Following a surprisingly comfortable journey on the modern overnight train from Beijing to Shanghai, we were rehearsing and performing somewhere new! Shanghai is a beautiful city, and as soon as we arrived our tour guides were keen to show us The Bund, where on one bank of the river, skyscrapers towered over us, juxtaposed with the grand old buildings on the other side, which represented different eras of Shanghai.
Overwhelmingly, NYCGB had become quite a tourist attraction, and all through Beijing, Tianjin and Shanghai, we were regularly stopped by locals and other tourists who wanted to include us in their photos!

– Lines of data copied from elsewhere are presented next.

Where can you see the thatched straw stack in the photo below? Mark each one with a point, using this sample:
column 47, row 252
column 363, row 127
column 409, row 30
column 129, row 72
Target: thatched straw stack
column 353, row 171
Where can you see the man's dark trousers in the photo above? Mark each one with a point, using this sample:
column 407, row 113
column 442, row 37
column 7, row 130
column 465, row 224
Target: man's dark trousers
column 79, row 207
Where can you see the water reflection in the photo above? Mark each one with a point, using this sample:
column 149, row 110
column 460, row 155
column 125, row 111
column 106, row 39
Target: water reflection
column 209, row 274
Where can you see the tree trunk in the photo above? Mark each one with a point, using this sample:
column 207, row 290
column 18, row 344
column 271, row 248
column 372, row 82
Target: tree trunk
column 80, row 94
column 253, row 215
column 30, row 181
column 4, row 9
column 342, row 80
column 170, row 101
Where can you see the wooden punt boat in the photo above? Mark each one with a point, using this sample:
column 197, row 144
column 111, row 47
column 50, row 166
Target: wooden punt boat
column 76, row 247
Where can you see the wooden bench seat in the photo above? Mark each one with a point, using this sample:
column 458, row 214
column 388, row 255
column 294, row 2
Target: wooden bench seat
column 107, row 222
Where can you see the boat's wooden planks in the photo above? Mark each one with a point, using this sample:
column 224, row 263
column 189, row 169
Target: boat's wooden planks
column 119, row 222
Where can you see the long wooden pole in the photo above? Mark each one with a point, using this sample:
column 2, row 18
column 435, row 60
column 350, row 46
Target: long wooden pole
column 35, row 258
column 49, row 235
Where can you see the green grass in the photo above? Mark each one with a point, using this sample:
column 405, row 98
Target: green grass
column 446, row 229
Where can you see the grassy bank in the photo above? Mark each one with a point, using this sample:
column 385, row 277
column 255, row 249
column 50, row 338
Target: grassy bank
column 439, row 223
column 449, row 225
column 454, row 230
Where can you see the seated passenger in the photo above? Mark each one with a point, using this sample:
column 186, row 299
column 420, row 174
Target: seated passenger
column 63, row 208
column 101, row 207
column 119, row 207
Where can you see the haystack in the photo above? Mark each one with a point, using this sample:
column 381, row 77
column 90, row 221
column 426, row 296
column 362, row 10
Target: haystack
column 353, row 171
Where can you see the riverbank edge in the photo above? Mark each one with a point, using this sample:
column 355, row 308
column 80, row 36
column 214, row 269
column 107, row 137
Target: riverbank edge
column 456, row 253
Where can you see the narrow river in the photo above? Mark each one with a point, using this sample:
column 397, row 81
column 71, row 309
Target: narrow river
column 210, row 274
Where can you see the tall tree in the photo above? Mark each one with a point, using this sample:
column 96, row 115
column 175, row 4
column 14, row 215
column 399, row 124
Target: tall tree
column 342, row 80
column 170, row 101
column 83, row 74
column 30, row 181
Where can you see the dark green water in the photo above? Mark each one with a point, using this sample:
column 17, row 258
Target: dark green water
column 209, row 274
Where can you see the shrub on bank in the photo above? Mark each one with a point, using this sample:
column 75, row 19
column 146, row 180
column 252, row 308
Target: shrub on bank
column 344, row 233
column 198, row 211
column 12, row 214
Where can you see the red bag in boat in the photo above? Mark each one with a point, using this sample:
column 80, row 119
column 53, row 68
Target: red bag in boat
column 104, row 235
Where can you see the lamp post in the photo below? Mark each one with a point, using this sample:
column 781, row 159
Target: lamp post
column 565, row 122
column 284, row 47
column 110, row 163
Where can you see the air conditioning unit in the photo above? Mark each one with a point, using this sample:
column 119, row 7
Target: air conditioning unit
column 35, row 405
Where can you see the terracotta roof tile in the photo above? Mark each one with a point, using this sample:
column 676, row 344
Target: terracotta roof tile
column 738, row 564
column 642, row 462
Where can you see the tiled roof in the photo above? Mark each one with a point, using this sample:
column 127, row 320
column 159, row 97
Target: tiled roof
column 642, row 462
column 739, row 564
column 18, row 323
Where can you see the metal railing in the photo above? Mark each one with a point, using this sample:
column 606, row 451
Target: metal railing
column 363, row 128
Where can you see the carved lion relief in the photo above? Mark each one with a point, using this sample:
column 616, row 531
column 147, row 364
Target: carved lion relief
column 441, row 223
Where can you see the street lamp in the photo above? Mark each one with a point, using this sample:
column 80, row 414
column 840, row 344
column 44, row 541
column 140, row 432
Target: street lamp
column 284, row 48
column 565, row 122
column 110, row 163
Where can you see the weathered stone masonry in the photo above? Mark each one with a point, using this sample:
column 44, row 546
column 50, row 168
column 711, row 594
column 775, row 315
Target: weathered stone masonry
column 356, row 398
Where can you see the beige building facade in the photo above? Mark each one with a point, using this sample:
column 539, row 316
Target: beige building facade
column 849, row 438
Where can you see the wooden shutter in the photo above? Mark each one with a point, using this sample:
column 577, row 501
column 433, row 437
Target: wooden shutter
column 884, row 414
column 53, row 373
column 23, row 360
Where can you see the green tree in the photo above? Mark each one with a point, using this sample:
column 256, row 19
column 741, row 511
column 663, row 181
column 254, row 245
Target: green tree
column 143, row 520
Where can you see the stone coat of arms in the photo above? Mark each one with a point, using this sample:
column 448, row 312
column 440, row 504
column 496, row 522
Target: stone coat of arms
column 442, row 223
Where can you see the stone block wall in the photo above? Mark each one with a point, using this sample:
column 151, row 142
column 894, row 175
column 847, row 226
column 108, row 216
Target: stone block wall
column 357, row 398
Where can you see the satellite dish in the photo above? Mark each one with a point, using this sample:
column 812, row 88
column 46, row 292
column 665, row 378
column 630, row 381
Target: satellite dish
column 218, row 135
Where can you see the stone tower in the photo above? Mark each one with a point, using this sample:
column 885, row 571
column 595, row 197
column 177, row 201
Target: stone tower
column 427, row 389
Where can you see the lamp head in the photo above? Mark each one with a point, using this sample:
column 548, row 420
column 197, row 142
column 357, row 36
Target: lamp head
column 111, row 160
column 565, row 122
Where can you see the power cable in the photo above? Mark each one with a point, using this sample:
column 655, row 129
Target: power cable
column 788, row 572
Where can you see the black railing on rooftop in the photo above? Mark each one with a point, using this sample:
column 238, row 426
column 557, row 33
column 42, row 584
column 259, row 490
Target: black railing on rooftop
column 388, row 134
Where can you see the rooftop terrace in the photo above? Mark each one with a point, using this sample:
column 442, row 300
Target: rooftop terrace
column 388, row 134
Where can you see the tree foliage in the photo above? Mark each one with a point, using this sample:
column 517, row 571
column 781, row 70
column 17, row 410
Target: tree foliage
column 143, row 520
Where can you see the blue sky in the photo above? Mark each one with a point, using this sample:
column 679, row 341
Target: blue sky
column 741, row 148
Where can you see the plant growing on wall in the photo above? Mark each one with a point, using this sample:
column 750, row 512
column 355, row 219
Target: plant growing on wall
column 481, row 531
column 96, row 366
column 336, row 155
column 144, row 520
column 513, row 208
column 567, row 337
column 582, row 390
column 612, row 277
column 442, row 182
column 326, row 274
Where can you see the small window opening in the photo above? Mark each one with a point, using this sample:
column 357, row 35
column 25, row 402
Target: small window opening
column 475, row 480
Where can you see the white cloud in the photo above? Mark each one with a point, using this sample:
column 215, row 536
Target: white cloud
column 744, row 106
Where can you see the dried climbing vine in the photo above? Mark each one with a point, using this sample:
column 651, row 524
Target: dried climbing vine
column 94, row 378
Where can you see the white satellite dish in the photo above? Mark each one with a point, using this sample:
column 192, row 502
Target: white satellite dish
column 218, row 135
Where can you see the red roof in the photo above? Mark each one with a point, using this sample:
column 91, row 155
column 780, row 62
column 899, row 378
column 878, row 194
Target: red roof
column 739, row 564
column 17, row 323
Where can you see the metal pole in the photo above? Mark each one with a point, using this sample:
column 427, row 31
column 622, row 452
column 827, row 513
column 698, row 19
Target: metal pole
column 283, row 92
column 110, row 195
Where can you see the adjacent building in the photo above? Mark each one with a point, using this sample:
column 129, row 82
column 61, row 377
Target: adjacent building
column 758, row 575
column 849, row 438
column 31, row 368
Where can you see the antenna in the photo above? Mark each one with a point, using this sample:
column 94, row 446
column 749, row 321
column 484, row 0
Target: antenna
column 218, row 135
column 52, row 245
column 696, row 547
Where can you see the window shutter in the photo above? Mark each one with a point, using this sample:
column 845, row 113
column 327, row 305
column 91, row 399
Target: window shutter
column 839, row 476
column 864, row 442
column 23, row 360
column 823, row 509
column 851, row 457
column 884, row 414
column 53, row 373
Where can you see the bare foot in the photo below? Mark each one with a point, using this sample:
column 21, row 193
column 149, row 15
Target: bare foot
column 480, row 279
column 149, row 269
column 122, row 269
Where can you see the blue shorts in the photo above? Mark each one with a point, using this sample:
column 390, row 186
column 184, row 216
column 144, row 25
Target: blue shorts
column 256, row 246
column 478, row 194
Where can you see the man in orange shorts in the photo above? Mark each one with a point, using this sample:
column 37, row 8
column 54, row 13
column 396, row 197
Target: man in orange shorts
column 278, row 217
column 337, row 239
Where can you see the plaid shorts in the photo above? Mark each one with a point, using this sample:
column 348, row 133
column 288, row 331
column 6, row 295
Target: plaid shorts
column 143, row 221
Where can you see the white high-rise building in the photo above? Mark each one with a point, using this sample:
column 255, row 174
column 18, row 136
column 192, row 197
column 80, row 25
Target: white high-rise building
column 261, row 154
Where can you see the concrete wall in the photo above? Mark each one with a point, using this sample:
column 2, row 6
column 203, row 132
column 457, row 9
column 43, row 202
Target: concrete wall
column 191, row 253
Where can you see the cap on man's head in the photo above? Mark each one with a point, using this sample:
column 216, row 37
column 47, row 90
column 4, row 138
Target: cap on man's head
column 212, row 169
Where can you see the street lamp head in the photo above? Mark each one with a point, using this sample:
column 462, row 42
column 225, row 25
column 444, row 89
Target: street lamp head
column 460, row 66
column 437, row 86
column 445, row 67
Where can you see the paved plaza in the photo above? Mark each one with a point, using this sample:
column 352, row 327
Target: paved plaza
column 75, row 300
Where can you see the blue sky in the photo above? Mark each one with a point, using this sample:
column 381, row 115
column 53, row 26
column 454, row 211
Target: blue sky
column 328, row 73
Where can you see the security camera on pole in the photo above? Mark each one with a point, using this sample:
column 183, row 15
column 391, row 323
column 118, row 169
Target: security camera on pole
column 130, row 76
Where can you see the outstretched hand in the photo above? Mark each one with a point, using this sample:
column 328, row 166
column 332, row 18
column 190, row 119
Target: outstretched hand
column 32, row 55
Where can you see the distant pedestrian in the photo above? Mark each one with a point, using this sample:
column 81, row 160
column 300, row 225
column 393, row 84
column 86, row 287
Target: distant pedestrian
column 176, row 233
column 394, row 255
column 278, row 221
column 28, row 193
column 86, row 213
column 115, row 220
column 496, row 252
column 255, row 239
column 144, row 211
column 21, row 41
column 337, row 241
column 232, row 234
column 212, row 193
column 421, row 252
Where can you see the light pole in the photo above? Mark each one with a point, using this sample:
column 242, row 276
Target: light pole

In Shanghai, we had another successful concert in which Ben Parry surprised us by emerging from backstage to conduct sporting a Chinese silk suit purchased at the silk factory we had visited previously! As in Beijing, the sightseeing did not disappoint us, the major highlights being the stunning Jade Buddha Temple and a nighttime boat tour along the Huangpu River. Some of us also made it to floor 88 of the Jin Mao Tower to be met by outstanding city views.
After a somewhat bumpy flight from Shanghai to Hong Kong (typhoon season in Hong Kong makes UK storms look tame!) we had reached our final overseas destination of the tour, and it became apparent that Hong Kong was more westernized than anywhere else we had been on tour; it was the first time we had seen knives and forks for two weeks (although we weren’t ready to put down our chopsticks just yet!) More sightseeing was on the agenda, including a trip to Victoria’s Peak, where we had stunning panoramic views, the Stanley Market, and the Aberdeen Fishing Village which we viewed from the water on charming working fishing boats whilst meeting the happy locals.
Perhaps most exciting aspect was joining forces with the Hong Kong Cantoria Choir to put on our final concert in China; the audience was hugely appreciative and we felt we sang better than ever. It was a very proud moment.
Sadly, our tour was coming to a close, and we celebrated a successful run of performances with dinner on our final evening in Hong Kong. We shared our favourite moments, sang in the restaurant, and enjoyed spending some time together before flying back to the UK to record some of our tour repertoire and perform a homecoming concert as part of the Snape Proms series at the beautiful venue of Snape Maltings near Aldeburgh in Suffolk. I felt immensely privileged to sing Benjamin Britten’s Hymn to St Cecilia in his very own concert hall.
Our tour to China and Hong Kong was an unforgettable adventure, and I have benefitted so much from my experiences, both musically and as a result of opening my eyes to a completely different culture. It has fuelled me with confidence and inspired me to work hard studying music at university this coming year. Working with the National Youth Choir teaches me extraordinary life skills, such as professionalism, team work, and the importance of commitment, and I cannot thank the Spinney Trust enough for all their support that enabled me to make the most of this experience.”